Pero es en las relaciones entre personas donde quizá esta costumbre de etiquetarlo todo muestra sus mayores repercusiones. Sobre todo porque la jerga pseudopsicológica de la autoayuda nos ha brindado a todos suficiente munición como para salir airosos de cualquier situación. Y por eso nos hemos armado de una serie de expresiones que, una vez más, denotan nuestro afán clasificador. Por ejemplo cuando decimos que alguien “va de” lo que sea, como en la expresión “Andrés va de motivado”. Al decir esas cuatro palabras Andrés queda en el acto clasificado en el grupo de los que sienten más pasión por el trabajo que los demás. Grupo que hay que evitar, porque de otra forma acabará imponiendo sus madrugones y su mala costumbre de llevarse tareas a casa.

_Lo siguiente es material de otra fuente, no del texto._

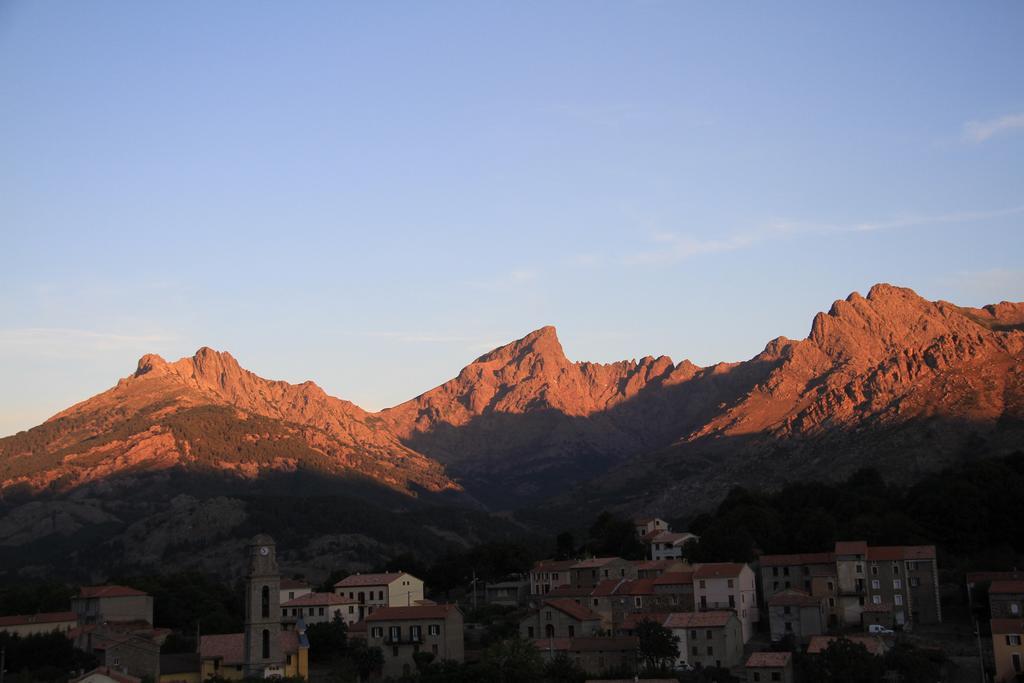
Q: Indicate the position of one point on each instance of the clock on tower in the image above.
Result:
(263, 655)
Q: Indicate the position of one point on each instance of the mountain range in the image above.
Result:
(890, 380)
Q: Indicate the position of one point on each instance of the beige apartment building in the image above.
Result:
(31, 625)
(727, 586)
(402, 632)
(560, 617)
(373, 591)
(99, 604)
(709, 638)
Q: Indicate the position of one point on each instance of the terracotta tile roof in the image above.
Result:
(594, 562)
(42, 617)
(316, 599)
(769, 659)
(718, 570)
(793, 597)
(554, 565)
(109, 673)
(633, 620)
(411, 613)
(851, 548)
(819, 644)
(606, 588)
(675, 579)
(794, 560)
(569, 607)
(698, 620)
(1008, 626)
(230, 647)
(901, 553)
(594, 644)
(108, 592)
(1004, 587)
(360, 580)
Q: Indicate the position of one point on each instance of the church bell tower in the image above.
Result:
(263, 610)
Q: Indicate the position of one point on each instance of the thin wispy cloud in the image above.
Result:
(979, 131)
(670, 248)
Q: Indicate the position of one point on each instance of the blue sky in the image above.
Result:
(373, 195)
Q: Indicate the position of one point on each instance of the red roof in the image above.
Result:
(901, 553)
(361, 580)
(698, 620)
(606, 588)
(799, 558)
(578, 612)
(230, 647)
(109, 592)
(317, 599)
(554, 565)
(793, 597)
(851, 548)
(1008, 626)
(769, 659)
(1004, 587)
(675, 579)
(42, 617)
(411, 613)
(718, 570)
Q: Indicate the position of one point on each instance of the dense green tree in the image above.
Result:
(658, 646)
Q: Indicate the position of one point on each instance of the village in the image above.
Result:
(605, 615)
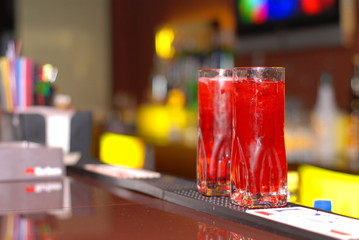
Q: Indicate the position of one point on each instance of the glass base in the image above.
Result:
(259, 200)
(213, 189)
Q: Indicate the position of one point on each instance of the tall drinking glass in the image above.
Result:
(214, 131)
(259, 166)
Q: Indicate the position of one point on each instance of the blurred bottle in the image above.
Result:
(324, 118)
(353, 145)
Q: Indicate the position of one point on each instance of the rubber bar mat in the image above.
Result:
(184, 192)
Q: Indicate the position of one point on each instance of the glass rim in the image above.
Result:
(258, 68)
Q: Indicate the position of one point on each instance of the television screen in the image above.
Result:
(272, 25)
(260, 16)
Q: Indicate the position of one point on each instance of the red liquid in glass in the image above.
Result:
(259, 166)
(214, 135)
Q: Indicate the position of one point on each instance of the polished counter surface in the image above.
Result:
(79, 207)
(104, 202)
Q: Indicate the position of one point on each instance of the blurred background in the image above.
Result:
(133, 65)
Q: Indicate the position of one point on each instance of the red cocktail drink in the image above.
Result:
(214, 131)
(259, 166)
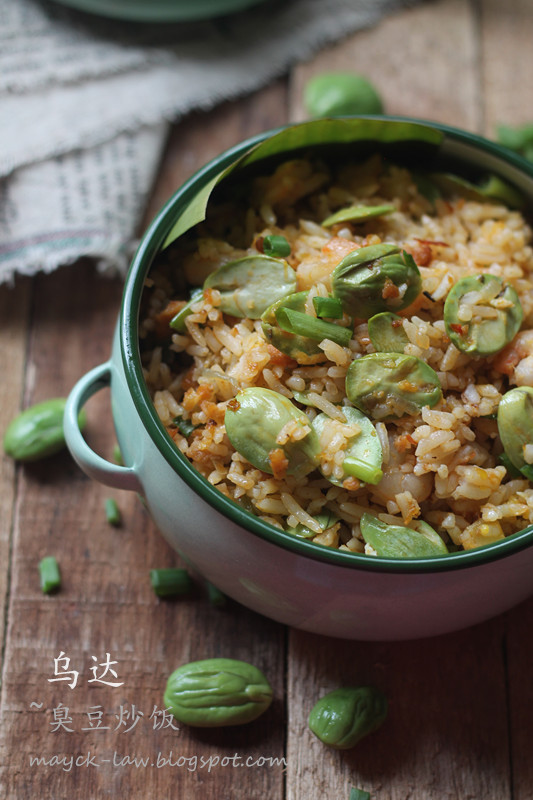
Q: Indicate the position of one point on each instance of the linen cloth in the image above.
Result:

O como, por ejemplo, cuando usamos la expresión “la típica”, como en la frase “Dolors es la típica madre pesada”. Dolors es, inferimos, una de esas “mamás” cuyo tema único es su única hija y una preocupona de libro, alguien cuya primera acción al inaugurar su maternidad fue armarse hasta los dientes de botes de Betadine y de Dalsy. Dolors es, por descontado, una enciclopedia andante de aconteceres infantiles y la pesadilla del grupo de Whatsapp de progenitores y tutores legales y, por descontado, de todas y cada una de las maestras de su niña. Y continuará por siempre llevándole el bocadillo si se le ha olvidado, aunque eso suponga hacer tres transbordos hasta la universidad y aunque su hija sea la rectora magnífica.
Con todo ello, la situación es mucho peor cuando hablamos con alguien que está pasando por una situación difícil, sea esta haberse quedado sin trabajo, un divorcio de los que escaldan o una enfermedad grave. Nuestro repertorio simplificador enseguida nos sugiere expresiones como “de todo se sale” o, peor aún, “todo va a ir bien”. Es muy difícil que alguien que está en cualquiera de esas situaciones confíe en que va a salir de donde está, primero porque quien se lo dice, en general, carece de experiencia en esa situación en particular y, segundo, porque su interlocutor no es ni Nelson Mandela ni Frida Kahlo, esta última no por artista sino por el dolor físico que fue capaz de soportar. Y es más difícil aún que esa persona tenga la convicción de que todo va a ir bien, sobre todo porque esta es una ley apócrifa no registrada en ninguna parte dentro de las que gobiernan el funcionamiento del universo. Es decir, en la mayoría de las situaciones, sobre todo cuando arrancan, no hay apenas indicios sobre cómo se van a desenvolver o a resolver. Es verdad que hay malas historias que acaban bien, tanto como que hay a quien se le enquista una enfermedad y es infeliz toda la vida, y como que hay gente que acaba muriendo tras una de ellas.
A veces es necesario volver a recordarnos que el mapa no es el territorio, que diría Korzybski y constatar que nuestras frases hechas, por cada vez más pobres, escasas y breves, tienden a perder poder descriptivo y, mucho más, poder predictivo. Anegando a la vez nuestra capacidad de empatía y escucha verdadera. Porque, si prestáramos atención de verdad, nos daríamos cuenta de que las personas y las situaciones son, afortunadamente, inclasificables. Y esto nos acercaría más al territorio y menos al mapa, haciéndonos cargo de mejor manera de lo que le pasa a esa persona que sufre, y tomando conciencia de que lo que en realidad busca es nuestro consuelo, no que le disparemos a bocajarro una frase leída con prisa en una taza de desayuno.